Die beiden Pole des Elaborationskontinuums stellen die zwei idealtypischen Wege, auf denen persuasive Kommunikation eine Einstellungsänderung bewirken kann, dar (Petty/Cacioppo 1986: 11). Der Pol, bei dem thematisch relevante Informationen durch den Rezipienten vollständig elaboriert werden, wird als zentrale Route bezeichnet. Der andere Pol, bei dem es zu einer unvollständigen oder keiner Elaboration kommt, wird als periphere Route bezeichnet (ebd.). In der Wirklichkeit kommt es jedoch selten vor, dass eine Einstellungsänderung ausschließlich durch die eine oder andere Route erfolgt. Vielmehr ist davon auszugehen, dass es zu Einstellungsänderungen aufgrund von gleichzeitig zentralen und peripheren Verarbeitungsprozessen kommt (Brihol/Petty 2006: 96). Bevor diese beiden Routen ausführlicher beschrieben werden, soll jedoch noch der Begriff der Elaborationswahrscheinlichkeit erläutert werden.

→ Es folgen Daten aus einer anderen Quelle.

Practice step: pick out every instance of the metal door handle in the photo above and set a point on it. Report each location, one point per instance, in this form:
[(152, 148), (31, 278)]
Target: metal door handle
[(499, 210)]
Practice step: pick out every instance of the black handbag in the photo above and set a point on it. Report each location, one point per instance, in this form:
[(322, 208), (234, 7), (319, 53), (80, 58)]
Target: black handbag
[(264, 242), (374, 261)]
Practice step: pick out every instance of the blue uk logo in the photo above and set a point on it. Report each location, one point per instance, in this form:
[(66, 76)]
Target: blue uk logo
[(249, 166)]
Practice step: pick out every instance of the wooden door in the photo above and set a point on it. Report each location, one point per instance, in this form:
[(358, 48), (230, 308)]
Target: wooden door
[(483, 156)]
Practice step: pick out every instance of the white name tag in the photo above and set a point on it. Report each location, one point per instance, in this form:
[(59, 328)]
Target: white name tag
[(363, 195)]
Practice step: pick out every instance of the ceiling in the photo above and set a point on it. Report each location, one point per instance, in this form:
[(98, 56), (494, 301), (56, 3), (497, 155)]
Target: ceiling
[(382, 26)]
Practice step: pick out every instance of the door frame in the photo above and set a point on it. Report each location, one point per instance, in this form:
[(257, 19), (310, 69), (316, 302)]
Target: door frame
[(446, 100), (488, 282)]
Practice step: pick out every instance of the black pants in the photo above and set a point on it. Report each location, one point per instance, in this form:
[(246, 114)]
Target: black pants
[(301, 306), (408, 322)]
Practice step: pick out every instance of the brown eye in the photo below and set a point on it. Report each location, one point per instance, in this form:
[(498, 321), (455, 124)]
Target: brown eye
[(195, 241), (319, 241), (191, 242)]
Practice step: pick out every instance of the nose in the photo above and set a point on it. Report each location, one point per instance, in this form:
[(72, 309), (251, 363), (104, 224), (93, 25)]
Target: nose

Die Elaborationswahrscheinlichkeit ist definiert als „the probability of message or issuerelevant thought occuring“ (Petty/Cacioppo 1983: 4). Die Elaborationswahrscheinlichkeit determiniert, welche Position ein Rezipient auf dem Elaborationskontinuum einnimmt bzw. auf welcher Route eine Einstellungsänderung höchstwahrscheinlich erfolgt (Petty/Cacioppo/Strathman/Priester 1994: 8). Eine hohe Elaborationswahrscheinlichkeit bezieht sich demnach darauf, dass der Rezipient die zentrale Route „betritt“, während eine niedrige Wahrscheinlichkeit für die periphere Route spricht. Dabei wird die Elaborationswahrscheinlichkeit von zwei Komponenten determiniert: Motivation und Fähigkeit zur Elaboration (Petty/Cacioppo 1986: 8). Diese beiden Komponenten werden wiederum von den oben beschriebenen fünf Faktoren persuasiver Situationen, die später noch ausführlich erläutert werden, beeinflusst (ebd.). Wenn diese Faktoren die Motivation und Fähigkeit zur Elaboration fördern, ist die Elaborationswahrscheinlichkeit hoch. Sollten Motivation und Fähigkeit beeinträchtigt oder nicht vorhanden sein, ist die Elaborationswahrscheinlichkeit niedrig (Petty/Cacioppo 1986: 7). Nachdem nun die grundlegenden Begriffe und Konzepte des ELM erläutert wurden, kann jetzt dazu übergegangen werden, die zwei Wege auf denen persuasive Kommunikation eine Einstellungsänderung bewirken kann, die zentrale und periphere Route der Informationsverarbeitung, genauer zu beschreiben.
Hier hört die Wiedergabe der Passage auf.